You can find many other great chickens that produce well. Chickens are really sustainable and can help make a complete cycle on your farm or backyard. Not only are these fantastic birds efficient, they can bring you such entertainment and enjoyment!

5 Comments

  1. Hi Richard,

    “Chickens are amazing animals: laying an egg almost every day just so I can dip my toast in that deep orange yolk.”

    Are you sure that’s what they lay these eggs for?

    Thank you,
    A nice read as always

    1. Yes chickens are amazing and as long as we feed them they don’t care what we do with their eggs. Except for one of my chickens give me on peck every morning when I stick my cold hand under her to steal an egg.

  2. Dear Richard,

    Thanks for your words on chickens and their relevance to permaculture. I find the article a little misleading, and particularly this sentence:

    “The “Novogen Egg Layer” is bred by the same company and is an egg-laying machine.”

    This is no stroke of magic, chickens lay eggs when they have eaten enough food i.e. got enough nutrition to do so. It is therefore my belief that these ‘egg-laying machine’ hybrids are not suited to permaculture, or natural systems. The breeding stock for these commercial hybrids has been bred alongside industrial grains, and very likely GMO, including glyphosate-desiccated grains – minerally-fortified dead feeds. Their daily energy requirements
    are far greater than a natural system can provide. They do not reproduce true, and most often have had their mothering instincts bred out of them. And to get more, you have to buy them from the multi-national corporation who owns the breeding stock.

    What about all of that is sustainable?

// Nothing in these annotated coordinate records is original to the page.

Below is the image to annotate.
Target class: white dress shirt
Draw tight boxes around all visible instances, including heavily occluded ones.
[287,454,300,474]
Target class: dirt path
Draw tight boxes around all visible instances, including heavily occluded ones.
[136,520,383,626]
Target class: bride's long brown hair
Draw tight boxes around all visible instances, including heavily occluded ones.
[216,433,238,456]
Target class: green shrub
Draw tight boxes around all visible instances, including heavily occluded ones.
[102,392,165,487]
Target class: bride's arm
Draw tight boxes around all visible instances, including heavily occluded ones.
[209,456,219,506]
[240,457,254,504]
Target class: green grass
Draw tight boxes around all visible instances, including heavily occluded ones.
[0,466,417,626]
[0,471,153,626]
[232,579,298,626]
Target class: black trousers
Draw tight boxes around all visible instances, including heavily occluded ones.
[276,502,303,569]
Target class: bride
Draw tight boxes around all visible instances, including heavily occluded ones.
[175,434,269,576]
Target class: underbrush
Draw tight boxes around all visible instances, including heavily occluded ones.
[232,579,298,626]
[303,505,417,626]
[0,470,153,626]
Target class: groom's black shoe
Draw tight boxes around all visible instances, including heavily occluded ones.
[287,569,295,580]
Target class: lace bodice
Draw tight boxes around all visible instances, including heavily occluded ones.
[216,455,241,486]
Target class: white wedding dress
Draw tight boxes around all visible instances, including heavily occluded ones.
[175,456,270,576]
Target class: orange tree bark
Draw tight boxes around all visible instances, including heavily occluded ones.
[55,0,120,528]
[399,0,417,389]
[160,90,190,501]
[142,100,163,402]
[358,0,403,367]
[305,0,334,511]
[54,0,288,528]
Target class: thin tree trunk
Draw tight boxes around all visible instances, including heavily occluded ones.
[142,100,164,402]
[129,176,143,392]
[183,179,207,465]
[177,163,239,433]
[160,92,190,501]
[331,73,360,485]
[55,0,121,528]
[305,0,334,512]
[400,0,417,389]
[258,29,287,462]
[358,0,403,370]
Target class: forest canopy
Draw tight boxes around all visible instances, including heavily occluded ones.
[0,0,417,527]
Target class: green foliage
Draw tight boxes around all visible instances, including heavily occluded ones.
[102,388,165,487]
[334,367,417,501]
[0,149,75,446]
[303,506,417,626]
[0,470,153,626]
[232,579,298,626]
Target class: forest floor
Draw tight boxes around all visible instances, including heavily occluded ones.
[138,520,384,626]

    Compare that to a heritage breed like the New Hampshire Red or Barred Plymouth Rock. Raise their own chicks, roosters grow to meat age and hens lay 250-285 eggs/yr. Can survive on soaked sprouted wheat and free range forage (i.e no minerally or meat meal fortified pellets) and live a lot longer. I have a two year old hen who has raised 4 clutches already, replacing herself 24 times over! They have ‘bush smarts’ and sleep far up in the trees.

    1. Hello Nick,
      Thanks for your thoughts on the article. You are right about all your points seeing it as being sustainable. The Novogen Egg Layer bred by the freedom ranger hatchery works really hard to produce hybrids that can live off the land. They are not the typical hybrids that only ever get crumble from bags. Freedom Ranger Hatchery produces amazing birds that produce more eggs on less feed. This makes my acre more sustainable than it could be if I had New Hampshire Red or Barred Plymouth Rock birds. I know this from experience. The heirloom breeds you mentioned are beautiful but need more food per egg. The Novogen Egg Layer has worked great on my homestead eating my scraps and sprouted grass. The money I save on feed makes buying new birds free. Although I do get a laying hen every once and a while that hatches her eggs out.

      1. interesting to hear your views on chickens in permaculture. I prefer to stick with my heritage breeds. I have buff orpingtons, australorps, and cochins. They all lay well. Almost an egg a day per bird (not counting the rooster). Not quite egg laying machines, but good, healthy, quality, charismatic, friendly, chickens who are good foragers and garden helpers.